Il grande De Gaulle si chiedeva come fosse possibile governare un Paese, la Francia, che possedesse 246 tipi di formaggio diversi!
Figuriamoci quanto sia più difficile governare il nostro, che ne possiede 460!
E allora facciamocela anche noi qualche domanda!
E’ da poco passato l’8 di maggio, giorno dedicato alla Madonna nel quale, laicamente, si festeggia anche la “festa delle mamme”, così come il 19 marzo, a S. Giuseppe, si festeggia la “festa del papà”.
Probabilmente dal prossimo anno festeggeremo la “festa del genitore uno” e la “festa del genitore due “, ma quale l’8 di maggio e quale il 19 di marzo?
Riaperto il “caso Garlasco” per la uccisione di Clara Poggi e dopo diciotto anni, dico diciotto, trascorsi in galera da Alberto Stasi, pare che adesso il colpevole sia stato un altro!!!
Le domande: se così fosse e si scoprisse un colpevole diverso, quale somma potrebbe mai risarcire 18 anni passati in carcere e chi dovrebbe tirala fuori dalle tasche: noi cittadini unici “innocenti” in questa triste vicenda o il collegio dei giudici della Corte di Cassazione che all’epoca ribaltò le due sentenze di innocenza dello Stasi al primo e secondo grado di giudizio?
E se il colpevole fosse seriamente provato che sia stato un altro, esiste una aggravante per la sua complicità di diciotto anni nell’aver lasciato in carcere un innocente? Colpevoli i giudici, ma doppiamente colpevole lui!
Al contrario un signore, Emanuele De Maria, viene condannato per omicidio (mica “micio, micio, bau bau) a 13 anni di carcere (che sembrano veramente pochini, ma non vogliamo entrare nel merito) e dopo solo cinque anni gli viene concesso di uscire dal carcere per “buona condotta” e trovare un lavoro. Peccato che la “buona condotta” esercitata in carcere non viene confermata all’esterno consentendogli di uccidere un’altra persona e ferirne gravemente ancora una, spingendolo poi al triste epilogo del proprio suicidio, badate bene, in maniera eclatante gettandosi in terra da una guglia del Duomo di Milano, incurante di poter fare altro male.
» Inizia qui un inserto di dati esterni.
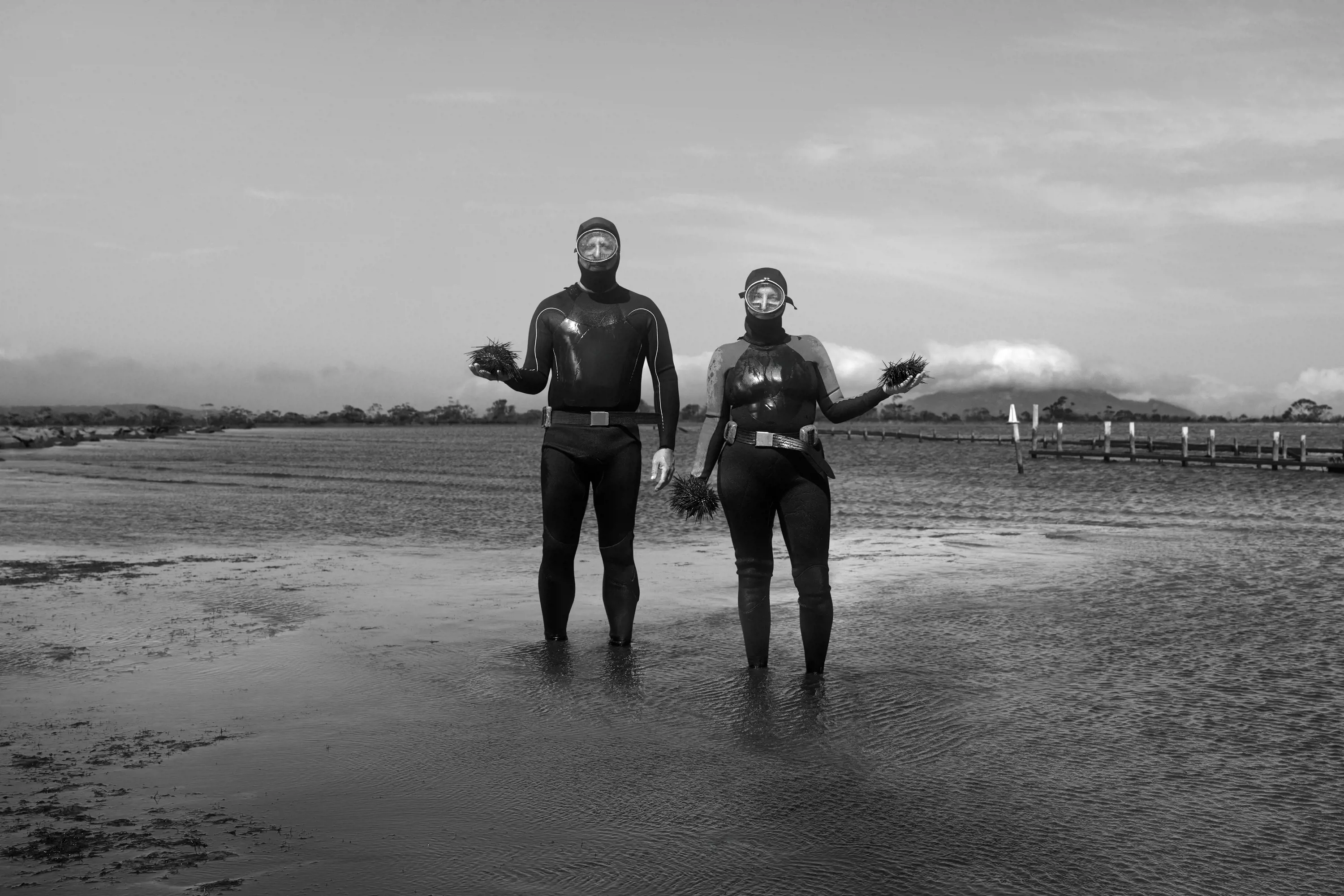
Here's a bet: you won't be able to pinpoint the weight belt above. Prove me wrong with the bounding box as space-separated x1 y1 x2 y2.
723 420 836 480
542 407 663 427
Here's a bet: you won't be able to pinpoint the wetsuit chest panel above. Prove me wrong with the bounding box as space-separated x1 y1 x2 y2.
723 345 820 433
551 296 645 408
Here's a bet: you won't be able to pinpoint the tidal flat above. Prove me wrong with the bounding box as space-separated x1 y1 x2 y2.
0 427 1344 893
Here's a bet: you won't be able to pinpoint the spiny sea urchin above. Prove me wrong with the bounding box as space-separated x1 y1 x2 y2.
466 340 517 380
668 476 719 523
878 355 930 388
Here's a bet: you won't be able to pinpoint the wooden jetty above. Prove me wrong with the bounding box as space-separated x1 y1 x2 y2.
817 404 1344 473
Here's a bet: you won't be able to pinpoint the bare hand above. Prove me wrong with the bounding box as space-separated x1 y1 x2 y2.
649 449 676 492
478 364 504 382
882 373 925 395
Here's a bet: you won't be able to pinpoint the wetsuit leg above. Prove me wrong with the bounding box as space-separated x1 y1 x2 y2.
780 453 833 674
536 445 589 641
719 445 786 668
593 438 641 645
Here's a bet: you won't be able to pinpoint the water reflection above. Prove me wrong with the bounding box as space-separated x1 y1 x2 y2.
602 643 644 701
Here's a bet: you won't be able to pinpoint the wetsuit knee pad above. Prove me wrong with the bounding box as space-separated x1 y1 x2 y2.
738 557 774 583
793 563 831 610
598 533 634 578
542 529 579 563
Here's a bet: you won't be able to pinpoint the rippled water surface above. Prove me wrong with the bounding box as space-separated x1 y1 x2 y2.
0 427 1344 893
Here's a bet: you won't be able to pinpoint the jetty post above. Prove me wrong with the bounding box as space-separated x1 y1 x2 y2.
1008 404 1027 476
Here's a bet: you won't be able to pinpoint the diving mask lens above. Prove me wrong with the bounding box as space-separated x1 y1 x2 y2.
743 281 784 314
578 230 620 263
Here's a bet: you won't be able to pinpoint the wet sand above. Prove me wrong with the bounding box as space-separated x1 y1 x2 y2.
0 527 1344 893
0 533 1058 892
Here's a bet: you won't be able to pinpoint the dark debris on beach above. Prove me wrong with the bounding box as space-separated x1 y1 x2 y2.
0 721 301 892
0 555 257 584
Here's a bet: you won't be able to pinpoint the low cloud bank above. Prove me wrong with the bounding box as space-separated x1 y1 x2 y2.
0 352 473 414
0 349 1344 415
676 340 1344 415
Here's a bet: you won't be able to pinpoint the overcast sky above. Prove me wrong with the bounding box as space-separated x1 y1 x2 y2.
0 0 1344 412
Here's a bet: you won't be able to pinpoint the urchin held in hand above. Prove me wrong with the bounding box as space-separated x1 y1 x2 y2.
668 476 719 523
466 340 517 380
878 355 931 390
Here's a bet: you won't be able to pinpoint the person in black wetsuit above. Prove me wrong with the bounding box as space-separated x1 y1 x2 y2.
691 267 917 674
472 218 680 645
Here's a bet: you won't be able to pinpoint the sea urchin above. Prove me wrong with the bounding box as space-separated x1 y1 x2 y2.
878 355 929 388
668 476 719 523
466 340 517 380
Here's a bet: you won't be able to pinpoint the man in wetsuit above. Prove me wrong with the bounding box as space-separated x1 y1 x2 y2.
472 218 680 645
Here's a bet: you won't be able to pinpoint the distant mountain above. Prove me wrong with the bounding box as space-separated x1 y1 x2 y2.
906 387 1196 419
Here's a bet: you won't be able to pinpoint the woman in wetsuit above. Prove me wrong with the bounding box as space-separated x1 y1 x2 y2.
691 267 918 674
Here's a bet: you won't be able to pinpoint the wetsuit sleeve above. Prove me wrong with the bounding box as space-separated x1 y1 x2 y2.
691 345 728 480
504 298 554 395
644 302 681 450
796 336 887 423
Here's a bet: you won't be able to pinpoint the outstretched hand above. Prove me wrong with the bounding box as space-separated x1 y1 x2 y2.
468 364 504 382
649 449 676 492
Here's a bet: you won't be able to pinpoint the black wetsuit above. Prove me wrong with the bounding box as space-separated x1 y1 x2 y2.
508 283 680 643
692 316 886 673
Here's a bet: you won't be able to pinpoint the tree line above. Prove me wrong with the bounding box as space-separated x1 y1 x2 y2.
8 395 1344 430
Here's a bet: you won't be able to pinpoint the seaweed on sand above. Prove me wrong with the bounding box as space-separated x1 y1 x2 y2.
466 340 517 380
668 476 719 523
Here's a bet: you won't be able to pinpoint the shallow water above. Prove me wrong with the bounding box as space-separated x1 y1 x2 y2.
0 427 1344 893
0 424 1344 547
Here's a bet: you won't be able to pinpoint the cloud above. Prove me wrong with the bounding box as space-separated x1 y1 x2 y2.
145 246 235 262
0 351 449 414
657 193 1070 298
410 89 519 106
243 187 301 203
927 340 1120 391
1275 367 1344 402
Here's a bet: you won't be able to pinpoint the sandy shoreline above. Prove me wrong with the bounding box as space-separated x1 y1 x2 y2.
0 532 1058 892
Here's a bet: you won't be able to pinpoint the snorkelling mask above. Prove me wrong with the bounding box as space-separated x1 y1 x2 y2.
574 228 621 265
738 267 793 320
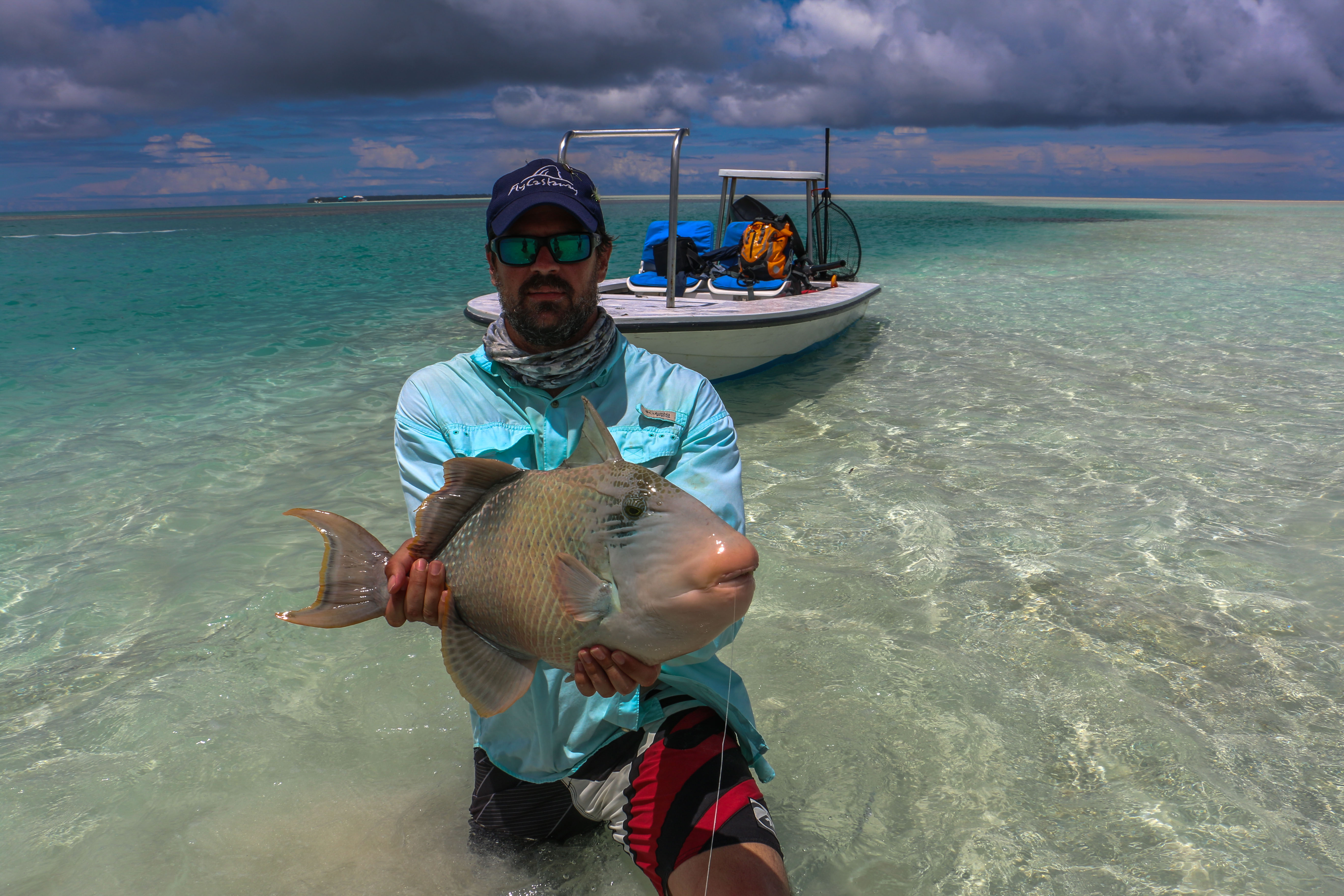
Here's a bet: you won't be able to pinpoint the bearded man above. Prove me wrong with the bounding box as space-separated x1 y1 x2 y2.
387 158 789 896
Domande: ma si sono rivelate giuste le visite psichiatriche alle quali sarà stato sicuramente sottoposto al primo giudizio? E cosa si intende per “buona condotta” in carcere? Nel non litigare con gli altri reclusi o nel non rifiutare il cibo? E basta già questo a farlo uscire dopo solo cinque anni (dico cinque anni) dei tredici (dico tredici) inflittigli per omicidio (e dico omicidio)? Ma tranquilli: almeno per tutto questo non saremo costretti nessuno, né noi e men che mai i giudici, a metter mano a portafoglio. Restano solo tre vite spezzate ed un ferito grave.
Sulla coscienza di chi?
Sia libero ognuno di darsi una propria risposta!